The Center for Security Policy has long believed that it was inconsistent with America’s security interests in general and the goal of a stable, peaceful European continent to demand Ukraine’s nuclear disarmament. As the Center was denied an opportunity to present this position to Senator Biden’s subcommittee at today’s hearing, the powerful arguments in favor of a sea-change in U.S. policy toward a nuclear Ukraine may not be given due consideration.

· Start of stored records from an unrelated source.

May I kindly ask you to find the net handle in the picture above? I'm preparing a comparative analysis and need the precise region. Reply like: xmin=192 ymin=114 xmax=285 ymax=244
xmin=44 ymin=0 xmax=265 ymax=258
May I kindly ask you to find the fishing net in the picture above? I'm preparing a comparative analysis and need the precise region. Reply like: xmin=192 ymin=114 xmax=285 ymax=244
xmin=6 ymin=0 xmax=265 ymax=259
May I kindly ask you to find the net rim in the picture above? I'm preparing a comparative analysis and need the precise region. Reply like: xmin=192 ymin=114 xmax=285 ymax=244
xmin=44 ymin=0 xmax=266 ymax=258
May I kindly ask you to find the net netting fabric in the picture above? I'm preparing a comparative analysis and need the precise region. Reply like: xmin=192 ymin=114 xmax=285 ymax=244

In the interest of bringing such arguments forward, nonetheless, excerpts of an exceptionally important article from the Summer 1993 edition of Foreign Affairs magazine are attached herewith. This article, entitled "The Case for a Ukrainian Nuclear Deterrent" by Dr. John F. Mearsheimer succinctly and thoughtfully challenges the assumptions underpinning the present U.S. policy toward Ukraine and offers an alternative approach with which the Center strongly agrees. In a nutshell, Dr. Mearsheimer’s view can be summarized by the following passage:

 

"The United States should have begun working immediately after the Soviet Union collapsed to quickly and smoothly make Ukraine a nuclear power. In fact, Washington rejected this approach and adopted the opposite policy, which remains firmly in place. Nevertheless, it is wrongheaded, and despite the sunk costs and the difficulty of reversing field in the policy world, the Clinton Administration should make a gradual but unmistakable about-face."

 

One World?

Interestingly, shortly after his appearance before the Committee, Amb. Talbott will receive the Norman Cousins Global Governance Award from the World Federalists Association. This award honors individuals who share the Association’s commitment to one-world government. Mr. Talbott’s commitment in this regard was on abundant display in an article entitled "The Birth of the Global Nation" which he wrote in his previous capacity as an editor at Time Magazine on 20 July 1992:

 

"…I’ll bet that within the next hundred years…nationhood will be obsolete; all states will recognize a single, global authority. A phrase briefly fashionable in the mid-20th century — ‘citizen of the world’ will have assumed real meaning by the end of the 21st."

 

The Center for Security Policy profoundly hopes that realism — rather than wishful thinking (like Amb. Talbott’s about world federalism) — will determine future U.S. policy toward Ukraine and its inherited nuclear arsenal. If so, the United States will endorse, rather than oppose, the retention of an effective Ukrainian nuclear deterrent in the context of a more balanced and visionary U.S. approach toward all the former Soviet states.